河工首張璜掃了一眼黃葭,見她年紀尚輕,不似那種能說得上話的人。

他瞪著林湘坡,“軍爺沒有誆我們吧。”

林湘坡笑了笑,添油加醋:“你可別有眼不識泰山,這位黃船師昔年也是在淮安督造了上百艘海船的大人物,她家祖祖輩輩都是能工巧匠,深受陛下倚重,別說是我,就是李僉事也比她不及。”

黃葭冷冷地看向林湘坡。

來淮安這麽多天,他倒是頭一個這麽擡舉她的人,只是這番擡舉她的話卻是要把她逼到絕境。

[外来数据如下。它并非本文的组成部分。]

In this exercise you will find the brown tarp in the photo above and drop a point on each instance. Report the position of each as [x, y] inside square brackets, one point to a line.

天下事,旁的都好說,聽不了曲看不了戲,不看不聽便是,只有錢糧最不可缺,俗話說,奪人錢財如殺人父母。

她既不可能憑空變出錢來,更不可能去偷去搶。

等時日一到,這些拿不到錢糧的河工就會先要了她的命!

張璜瞥了她一眼,又看向林湘坡,聲音仍是強硬,“那我們就等著明日的糧了。”

夜深了。

兩岸的潮水不住地流動,大霧四起,眼前朦朧起來。

河壩邊一座座青黃色山丘,山丘下是一大片黃色的草棚,雨紛紛落下來。

黃葭坐在蓬下,聽著隔岸的水流聲,擡頭便是接天的雨幕。

臉上浮出淒然,“明日的糧要從哪裏調?”

林湘坡捧著一碗熱水,輕輕地吹起上浮的白氣。

他有些楞楞地轉過頭,看著在雨幕前坐著的人,眼眸中浮出一絲無奈。

他低下頭,沈聲道:“先從城外的廣濟倉、嘉平倉找找看有沒有未扔的糧。”

黃葭一怔,臉色微變,“你是要把那些腐了的糧給河工們吃?”

“有的吃總比沒得吃強,再者,也沒你想得那麽壞,拿出來燒一燒,什麽蟲子都給燒沒了,吃不死人,有什麽不好?”他撿起一根樹枝,撥弄著腳下的雜草。

雨聲淅淅瀝瀝,平靜中透著一股被壓抑住的絕望。

他擡頭看著黃葭,嘆了一口氣,“這也是沒有辦法的辦法,藩臺衙門帶來的糧就對付了這麽幾天,我若是有糧,也不想他們這個樣子。”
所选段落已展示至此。